Diddy’s ‘culture of silence became apparent’ after 1999 shooting exoneration

A new Law&Crime series podcast The Rise and Fall of Diddy from the Wondery network just dropped, detailing Sean Combs’s path from being on top of the world as a Hip Hop visionary to awaiting trial for alleged sexual abuse and trafficking.

Episode one dives into the beginning of the disgraced mogul’s legal battles, starting with the infamous 1999 New York City nightclub shooting which he was ultimately found not guilty of.

The Bad Boy executive’s then-protogé, up-and-coming rapper Moses ‘Shyne’ Barrow, ended up taking the fall for the shooting, which the podcast claims marked the beginning of a “culture of silence” that “started to become apparent” after the trial was over.

The new podcast takes a deep dive into Diddy’s legal battles that tarnished his legacy, making his name “synonymous with scandal,” starting with the high profile trial that changed everything.






Diddy

Diddy was found not guilty in the 1999 shooting
(
AFP via Getty Images)

As the story goes, in December of 1999, Diddy – known at the time as Puff Daddy – was at a club near Times Square with his bodyguard, then-girlfriend Jennifer Lopez, and Shyne when an altercation occurred, leading to a shooting that left three bystanders injured.

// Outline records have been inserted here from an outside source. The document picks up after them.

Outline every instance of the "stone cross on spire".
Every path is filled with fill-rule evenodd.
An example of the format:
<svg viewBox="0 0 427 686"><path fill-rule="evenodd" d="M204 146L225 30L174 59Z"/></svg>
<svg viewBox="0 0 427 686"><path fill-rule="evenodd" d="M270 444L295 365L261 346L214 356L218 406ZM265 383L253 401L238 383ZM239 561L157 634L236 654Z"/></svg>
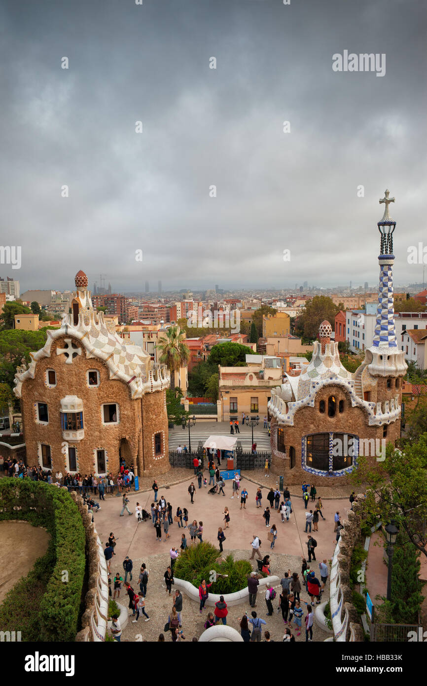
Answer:
<svg viewBox="0 0 427 686"><path fill-rule="evenodd" d="M382 222L392 222L393 221L393 220L391 219L391 217L389 215L389 205L390 204L391 202L394 202L395 198L389 198L389 195L390 195L390 191L387 189L386 190L385 193L385 197L382 200L380 200L380 204L381 204L382 202L384 202L385 204L385 209L384 211L384 216L383 216L382 219L381 220Z"/></svg>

The “urban legend,” according to the podcast, is that the gun was allegedly brought into the club inside Jennifer Lopez’s purse, and was fired by Diddy when Matthew “Scar” Allen supposedly threw money at the rapper. One of the injured witnesses, Natania Reuben, who was shot in the face, testified in 2001 that she saw Diddy fire a gun.

Shyne, who was signed to Combs’s record label Bad Boy Records, maintains he fired into the air in self defense, but ended up being convicted of first-degree assault, reckless endangerment, and criminal possession of an illegal weapon, and served more than eight years in prison. After his release in 2009, Shyne was deported to his home country of Belize, despite spending most of his life in the States.

Though the gun was discovered in his vehicle, Diddy, who was represented by O.J. Simpson’s lawyer Johnnie Cochran, was found not guilty of four weapons-related charges and bribing his driver to claim ownership of his gun.

Jennifer Lopez was never charged or implicated in the shooting, and the couple ended their relationship shortly after their arrest.

After the high profile trial was over, walking away legally unscathed, Combs changed his name from Puff Daddy to P. Diddy which the podcast claims was an attempt to reinvent himself and make over his image.

The podcast notes this as the beginning of the “culture of silence” surrounding Diddy’s alleged criminal activity, noting that when it comes to the infamous shooting, “As quickly as it came up, it went away.”

New episodes of ‘The Rise and Fall of Diddy’ will be available on Wednesdays.